Effect of PPAR-delta on murine microglia gene expression during experimental autoimmune encephalomyelitis

Mice were generated that had a tamoxifen-inducible Cre recombinase transgene under the control of the CX3CR1 promoter. These mice were crossed with mice that had a floxed PPAR-delta allele. EAE was induced in these mice and controls that just had the floxed allele at 30 days after tamoxifen treatment. Mice were euthanized (N=9/genotype) for isolation of microglia at 2-3 days after the onset of EAE, a time when clinical scores were equivalent between the groups. Spinal cords were pooled (N=3/sample) for microglia isolation and sorting.

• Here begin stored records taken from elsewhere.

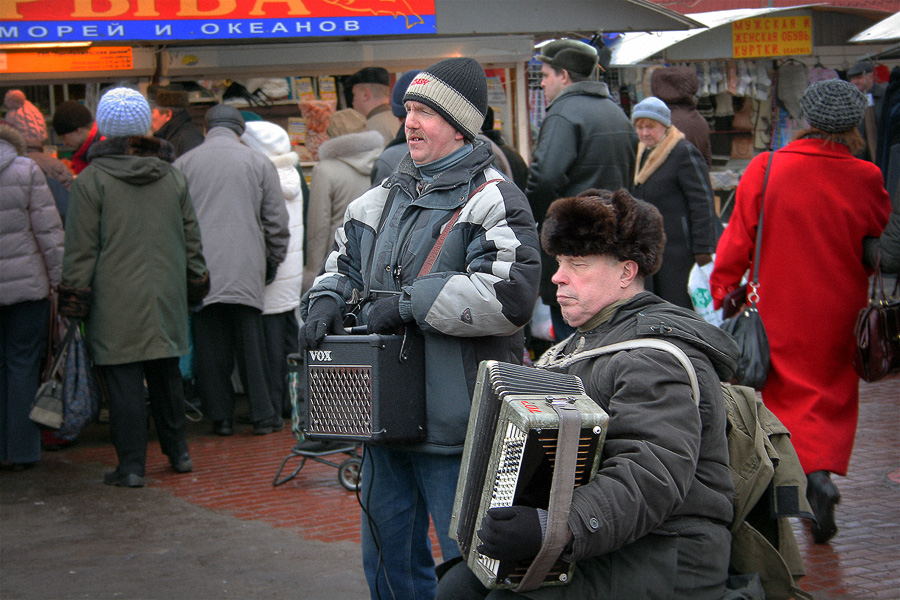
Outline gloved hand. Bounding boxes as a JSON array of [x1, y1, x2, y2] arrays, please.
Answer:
[[300, 296, 344, 350], [368, 294, 404, 333], [478, 506, 547, 561]]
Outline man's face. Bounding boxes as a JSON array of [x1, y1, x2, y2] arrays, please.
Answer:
[[150, 107, 172, 133], [541, 63, 569, 104], [59, 127, 91, 149], [850, 73, 875, 94], [552, 255, 625, 327], [405, 100, 464, 165]]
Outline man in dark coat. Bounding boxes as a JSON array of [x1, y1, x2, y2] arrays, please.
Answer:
[[525, 39, 638, 340], [149, 88, 203, 158], [437, 190, 739, 600]]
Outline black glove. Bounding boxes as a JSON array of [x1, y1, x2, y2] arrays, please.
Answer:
[[300, 296, 344, 350], [368, 294, 404, 333], [478, 506, 544, 561]]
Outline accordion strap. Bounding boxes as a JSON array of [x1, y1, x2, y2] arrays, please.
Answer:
[[516, 402, 581, 593]]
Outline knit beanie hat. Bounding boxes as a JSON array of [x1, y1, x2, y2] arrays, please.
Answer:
[[535, 39, 599, 77], [631, 96, 672, 127], [403, 58, 487, 140], [53, 100, 94, 135], [800, 79, 868, 133], [3, 90, 47, 147], [206, 104, 244, 135], [97, 88, 151, 138], [391, 69, 419, 119], [241, 121, 291, 156], [541, 189, 666, 277]]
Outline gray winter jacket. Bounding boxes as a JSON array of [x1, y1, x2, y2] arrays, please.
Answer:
[[0, 125, 63, 306], [302, 141, 540, 454], [542, 292, 739, 581], [175, 127, 290, 310], [525, 81, 638, 305]]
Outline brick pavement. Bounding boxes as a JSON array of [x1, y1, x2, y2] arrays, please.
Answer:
[[54, 380, 900, 600]]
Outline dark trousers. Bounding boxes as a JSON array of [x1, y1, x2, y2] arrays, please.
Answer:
[[97, 357, 188, 477], [192, 303, 272, 423], [0, 299, 50, 463], [263, 310, 300, 417]]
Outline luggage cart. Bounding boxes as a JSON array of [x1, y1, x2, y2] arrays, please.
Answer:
[[272, 442, 362, 492]]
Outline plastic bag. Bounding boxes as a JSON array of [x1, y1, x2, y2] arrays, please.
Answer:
[[688, 260, 722, 327]]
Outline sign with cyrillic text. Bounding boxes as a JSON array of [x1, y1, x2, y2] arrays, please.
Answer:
[[0, 0, 437, 43]]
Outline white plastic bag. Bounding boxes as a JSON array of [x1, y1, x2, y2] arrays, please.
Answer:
[[688, 257, 722, 327]]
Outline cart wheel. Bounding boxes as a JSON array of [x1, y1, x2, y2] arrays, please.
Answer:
[[338, 457, 362, 492]]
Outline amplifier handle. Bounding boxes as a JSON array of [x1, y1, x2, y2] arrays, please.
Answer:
[[516, 402, 581, 593]]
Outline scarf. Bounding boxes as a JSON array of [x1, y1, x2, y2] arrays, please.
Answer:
[[634, 125, 684, 186]]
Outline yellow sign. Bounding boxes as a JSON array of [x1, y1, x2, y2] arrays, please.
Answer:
[[0, 46, 134, 73], [731, 17, 812, 58]]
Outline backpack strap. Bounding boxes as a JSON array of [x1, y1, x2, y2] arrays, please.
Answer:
[[534, 338, 700, 406]]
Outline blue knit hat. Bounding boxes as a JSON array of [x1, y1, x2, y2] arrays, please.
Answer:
[[631, 96, 672, 127], [97, 88, 151, 137]]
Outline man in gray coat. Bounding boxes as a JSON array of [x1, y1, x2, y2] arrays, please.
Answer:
[[175, 105, 290, 435], [525, 39, 638, 340]]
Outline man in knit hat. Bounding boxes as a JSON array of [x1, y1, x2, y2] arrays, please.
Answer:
[[346, 67, 397, 146], [59, 88, 209, 487], [300, 58, 540, 598], [525, 39, 638, 340], [149, 87, 203, 157], [175, 104, 290, 436], [53, 100, 103, 175], [437, 189, 740, 600]]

Microglia were isolated from spinal cords by collagenase digestion, percoll gradient and FACS sorting using CD45 and CD11b antibodies resulting in N=3 spinal cords resulting in N=3 pooled samples/group. RNA was isolated from sorted microglia using the PicoPure™ RNA Isolation Kit (Thermo Fisher Scientific). RNA quality was evaluated using the 2100 Bioanalyzer (Agilent) and N=2 samples per group with RIN numbers > 7 were submitted for sequencing and analysis at the UHN Bioinformatics and HPC Core, Princess Margaret Cancer Centre. Two samples are microglia from CX3CR1-CreERT PPARdelta floxed mice and two samples are from PPARdelta floxed mice. All mice had EAE for 2-3 days at the time of microglia isolation.